Automata, Virtual Machines and Compilers

Published April 27, 2015 by Vilem Otte, posted by Vilem Otte
Do you see issues with this article? Let us know.
Advertisement

Greetings! I'm about to step into a bit larger topic that does not seem to be related to games directly, but it actually is. The whole topic is about automata, virtual machines and compilers (and not just about them!). The topic is large, that is why it will not be included whole inside a single article, anyways after each article I would like to provide code that one can run and that is easy to understand. What knowledge do you need to understand this article? You definitely need to know something about programming. Some knowledge of automata and assembler is also welcome. And of course you need your favourite programming language to work in. In the first article I would like to demonstrate the basics behind simple math expressions, very basic theory behind compilers, disassemblers and computation machines.

Formal Definitions

Language Definition

In the beginning we need to define our language. For start it is going to be fairly simple (hopefully we are going to extend it further) and our expressions will only consist of numbers (integer values), operators (for the beginning we're fine with +, -, * and /) and parentheses.

Backus-Naur Form

For language definition we are going to use so-called BNF (Backus-Naur Form) which is a method to describe context-free grammar. The form is actually set of simple rules written as:

<ident> ::= <expression>

Where the value on left side is a non-terminal symbol, and on the right side there is a set of terminal symbols (if any) followed by non-terminal symbols (if any). On the right side we can have multiple expressions separated using | (which means we can replace the non-terminal on the left with one of the expressions on the right).

Parts of the expression can be enclosed in '[' and ']' brackets followed by '*' (which means that this expression is repeated N times, where N >= 0), or '+' (which means that this expression is repeated N times, where N >= 1), or '^N' where N is a number (which means that this expression is repeated exactly N times).

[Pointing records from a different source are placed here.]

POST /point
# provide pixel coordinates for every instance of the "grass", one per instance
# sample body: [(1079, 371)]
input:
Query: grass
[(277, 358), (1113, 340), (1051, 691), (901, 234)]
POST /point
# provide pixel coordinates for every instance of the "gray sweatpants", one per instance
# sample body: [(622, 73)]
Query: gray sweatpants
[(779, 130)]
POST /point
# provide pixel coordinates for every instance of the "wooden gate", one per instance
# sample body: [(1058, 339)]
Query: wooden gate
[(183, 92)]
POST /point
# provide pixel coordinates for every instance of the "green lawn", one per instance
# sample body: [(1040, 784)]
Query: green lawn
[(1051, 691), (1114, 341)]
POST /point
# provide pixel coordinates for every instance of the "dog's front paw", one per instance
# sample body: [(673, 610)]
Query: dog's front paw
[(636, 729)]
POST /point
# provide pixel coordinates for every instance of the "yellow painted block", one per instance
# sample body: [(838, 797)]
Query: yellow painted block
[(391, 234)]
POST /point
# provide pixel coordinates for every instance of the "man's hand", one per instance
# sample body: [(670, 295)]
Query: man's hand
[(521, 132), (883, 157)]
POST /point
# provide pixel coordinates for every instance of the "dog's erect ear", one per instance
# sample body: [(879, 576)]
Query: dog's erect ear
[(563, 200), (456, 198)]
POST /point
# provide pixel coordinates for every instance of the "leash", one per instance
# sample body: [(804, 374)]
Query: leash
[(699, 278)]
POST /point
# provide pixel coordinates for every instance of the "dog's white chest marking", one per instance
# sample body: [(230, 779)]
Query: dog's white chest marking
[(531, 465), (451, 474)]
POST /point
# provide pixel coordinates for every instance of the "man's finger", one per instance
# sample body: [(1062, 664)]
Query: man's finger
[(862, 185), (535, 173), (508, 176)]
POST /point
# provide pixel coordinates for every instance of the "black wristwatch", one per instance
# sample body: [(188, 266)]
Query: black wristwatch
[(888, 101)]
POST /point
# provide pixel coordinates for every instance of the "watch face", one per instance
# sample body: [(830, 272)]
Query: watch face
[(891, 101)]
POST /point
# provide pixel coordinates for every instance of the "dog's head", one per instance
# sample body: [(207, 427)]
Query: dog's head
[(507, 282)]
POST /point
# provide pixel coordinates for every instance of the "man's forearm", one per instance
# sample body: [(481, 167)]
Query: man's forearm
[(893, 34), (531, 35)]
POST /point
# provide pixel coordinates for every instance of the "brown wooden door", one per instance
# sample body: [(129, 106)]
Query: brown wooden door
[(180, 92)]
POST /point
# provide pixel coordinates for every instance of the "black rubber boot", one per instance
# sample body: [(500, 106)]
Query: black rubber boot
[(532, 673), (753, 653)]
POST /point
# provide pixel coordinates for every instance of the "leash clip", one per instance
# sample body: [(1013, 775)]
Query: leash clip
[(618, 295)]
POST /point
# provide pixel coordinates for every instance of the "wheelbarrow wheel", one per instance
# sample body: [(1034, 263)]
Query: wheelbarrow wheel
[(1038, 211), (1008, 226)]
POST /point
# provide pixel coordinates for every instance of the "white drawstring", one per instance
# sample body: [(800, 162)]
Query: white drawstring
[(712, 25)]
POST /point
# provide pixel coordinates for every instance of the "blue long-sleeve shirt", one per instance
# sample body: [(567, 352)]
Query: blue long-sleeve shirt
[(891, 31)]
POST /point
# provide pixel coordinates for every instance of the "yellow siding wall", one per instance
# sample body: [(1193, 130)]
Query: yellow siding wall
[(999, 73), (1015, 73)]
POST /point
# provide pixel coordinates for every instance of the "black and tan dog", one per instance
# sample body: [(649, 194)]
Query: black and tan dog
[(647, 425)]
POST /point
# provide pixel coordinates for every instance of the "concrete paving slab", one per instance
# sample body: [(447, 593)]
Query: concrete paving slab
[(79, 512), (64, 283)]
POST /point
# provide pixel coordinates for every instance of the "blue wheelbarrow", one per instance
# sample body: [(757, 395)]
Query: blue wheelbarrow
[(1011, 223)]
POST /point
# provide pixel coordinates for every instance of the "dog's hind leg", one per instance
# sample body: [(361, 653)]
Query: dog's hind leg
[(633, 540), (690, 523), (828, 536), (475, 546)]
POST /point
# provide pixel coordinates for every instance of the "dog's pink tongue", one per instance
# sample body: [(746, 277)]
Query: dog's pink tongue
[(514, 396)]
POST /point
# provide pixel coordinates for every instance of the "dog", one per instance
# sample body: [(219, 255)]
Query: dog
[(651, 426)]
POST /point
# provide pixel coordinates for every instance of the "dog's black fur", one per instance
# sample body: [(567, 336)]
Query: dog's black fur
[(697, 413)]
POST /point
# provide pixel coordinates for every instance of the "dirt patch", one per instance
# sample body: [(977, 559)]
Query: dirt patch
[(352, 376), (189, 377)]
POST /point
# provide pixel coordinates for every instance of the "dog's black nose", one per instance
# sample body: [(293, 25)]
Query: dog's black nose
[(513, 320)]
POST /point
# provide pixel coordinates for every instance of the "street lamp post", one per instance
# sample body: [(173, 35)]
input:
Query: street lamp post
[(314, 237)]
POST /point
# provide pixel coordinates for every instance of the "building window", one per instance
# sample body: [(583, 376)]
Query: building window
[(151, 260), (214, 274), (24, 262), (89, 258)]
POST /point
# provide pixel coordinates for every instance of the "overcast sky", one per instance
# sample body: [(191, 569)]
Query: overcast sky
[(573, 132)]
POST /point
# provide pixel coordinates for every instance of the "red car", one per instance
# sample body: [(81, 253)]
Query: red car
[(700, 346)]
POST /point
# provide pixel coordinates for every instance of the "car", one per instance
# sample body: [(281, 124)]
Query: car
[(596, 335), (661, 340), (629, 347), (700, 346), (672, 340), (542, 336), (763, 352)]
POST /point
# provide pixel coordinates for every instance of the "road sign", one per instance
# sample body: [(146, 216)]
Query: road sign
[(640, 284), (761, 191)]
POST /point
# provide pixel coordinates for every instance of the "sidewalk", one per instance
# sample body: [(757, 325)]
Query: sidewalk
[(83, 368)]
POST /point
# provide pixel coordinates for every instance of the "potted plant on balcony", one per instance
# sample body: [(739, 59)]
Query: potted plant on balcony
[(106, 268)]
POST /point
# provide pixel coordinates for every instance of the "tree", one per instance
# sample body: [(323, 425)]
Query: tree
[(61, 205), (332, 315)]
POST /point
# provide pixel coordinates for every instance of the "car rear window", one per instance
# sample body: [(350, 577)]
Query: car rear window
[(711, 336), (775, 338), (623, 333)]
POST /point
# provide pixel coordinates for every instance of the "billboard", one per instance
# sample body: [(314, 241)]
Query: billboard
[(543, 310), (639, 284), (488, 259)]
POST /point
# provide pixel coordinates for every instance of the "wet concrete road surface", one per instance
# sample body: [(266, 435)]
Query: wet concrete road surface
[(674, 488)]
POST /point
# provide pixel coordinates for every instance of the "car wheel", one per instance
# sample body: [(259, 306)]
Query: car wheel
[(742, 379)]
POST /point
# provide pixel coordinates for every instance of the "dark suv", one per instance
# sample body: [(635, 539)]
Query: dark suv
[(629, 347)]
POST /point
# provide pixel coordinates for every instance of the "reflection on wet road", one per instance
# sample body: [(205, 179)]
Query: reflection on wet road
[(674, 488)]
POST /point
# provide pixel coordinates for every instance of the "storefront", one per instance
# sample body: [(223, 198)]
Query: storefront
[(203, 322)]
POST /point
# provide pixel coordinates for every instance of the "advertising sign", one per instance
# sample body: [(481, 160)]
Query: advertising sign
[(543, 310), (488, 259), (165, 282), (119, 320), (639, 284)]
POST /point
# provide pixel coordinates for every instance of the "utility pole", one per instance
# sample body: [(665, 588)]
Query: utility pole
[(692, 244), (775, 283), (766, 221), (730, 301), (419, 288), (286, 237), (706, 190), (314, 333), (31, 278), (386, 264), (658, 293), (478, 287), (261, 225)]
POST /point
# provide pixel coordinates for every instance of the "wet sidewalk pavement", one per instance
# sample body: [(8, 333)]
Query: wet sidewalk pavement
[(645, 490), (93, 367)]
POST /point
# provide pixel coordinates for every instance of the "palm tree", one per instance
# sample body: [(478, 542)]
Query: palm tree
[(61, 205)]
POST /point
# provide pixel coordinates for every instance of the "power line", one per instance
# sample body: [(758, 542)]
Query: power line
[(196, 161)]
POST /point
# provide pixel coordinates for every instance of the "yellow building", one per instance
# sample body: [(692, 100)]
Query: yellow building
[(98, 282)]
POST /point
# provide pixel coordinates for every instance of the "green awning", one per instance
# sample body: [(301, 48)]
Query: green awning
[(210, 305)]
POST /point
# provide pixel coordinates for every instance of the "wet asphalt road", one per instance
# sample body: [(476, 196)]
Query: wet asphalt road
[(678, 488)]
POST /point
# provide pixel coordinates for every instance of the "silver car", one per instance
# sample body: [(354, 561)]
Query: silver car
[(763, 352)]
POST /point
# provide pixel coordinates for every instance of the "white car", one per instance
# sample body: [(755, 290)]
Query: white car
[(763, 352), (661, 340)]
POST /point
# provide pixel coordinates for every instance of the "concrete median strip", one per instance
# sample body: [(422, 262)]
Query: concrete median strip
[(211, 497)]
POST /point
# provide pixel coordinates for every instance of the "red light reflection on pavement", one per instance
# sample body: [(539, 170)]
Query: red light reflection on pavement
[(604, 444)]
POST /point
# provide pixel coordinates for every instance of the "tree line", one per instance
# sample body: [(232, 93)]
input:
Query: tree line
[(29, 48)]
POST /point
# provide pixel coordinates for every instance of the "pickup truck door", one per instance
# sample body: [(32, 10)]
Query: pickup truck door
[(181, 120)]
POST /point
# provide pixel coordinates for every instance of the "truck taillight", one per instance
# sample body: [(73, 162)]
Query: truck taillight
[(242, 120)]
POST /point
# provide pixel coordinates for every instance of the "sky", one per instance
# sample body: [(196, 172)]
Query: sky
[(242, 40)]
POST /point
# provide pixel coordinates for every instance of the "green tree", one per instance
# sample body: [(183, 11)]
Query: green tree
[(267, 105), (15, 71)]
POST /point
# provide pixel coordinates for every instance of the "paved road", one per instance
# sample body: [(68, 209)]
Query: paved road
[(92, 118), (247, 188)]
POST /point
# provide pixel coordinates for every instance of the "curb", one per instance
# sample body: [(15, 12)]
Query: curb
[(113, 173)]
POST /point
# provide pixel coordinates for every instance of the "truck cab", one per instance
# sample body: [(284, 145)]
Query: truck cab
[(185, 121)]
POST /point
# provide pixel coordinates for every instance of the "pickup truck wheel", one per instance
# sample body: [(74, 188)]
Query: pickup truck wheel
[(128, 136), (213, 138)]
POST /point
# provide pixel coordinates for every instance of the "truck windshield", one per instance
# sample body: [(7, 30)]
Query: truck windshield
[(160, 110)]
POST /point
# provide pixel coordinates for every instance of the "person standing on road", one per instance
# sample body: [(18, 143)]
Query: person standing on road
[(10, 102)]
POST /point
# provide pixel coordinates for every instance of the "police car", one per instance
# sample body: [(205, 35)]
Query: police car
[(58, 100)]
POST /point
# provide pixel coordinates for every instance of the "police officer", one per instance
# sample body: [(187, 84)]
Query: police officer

An example language is:

<integer> ::= [0..9]+ 
<expression> ::= <term> + <term> | <term> - <term>
<term> ::= <factor> * <factor> | <factor> / <factor>
<factor> ::= (<expression>) | <integer>
<program> ::= [<factor>]*

Automata

With this grammar, we can generate any possible expression that is valid in the language, which is great, but... we do not need to generate all valid inputs of our language, that will be left for the user, we need to accept the language and during that process it is needed to generate the code that is simple enough for some sort of virtual machine to execute.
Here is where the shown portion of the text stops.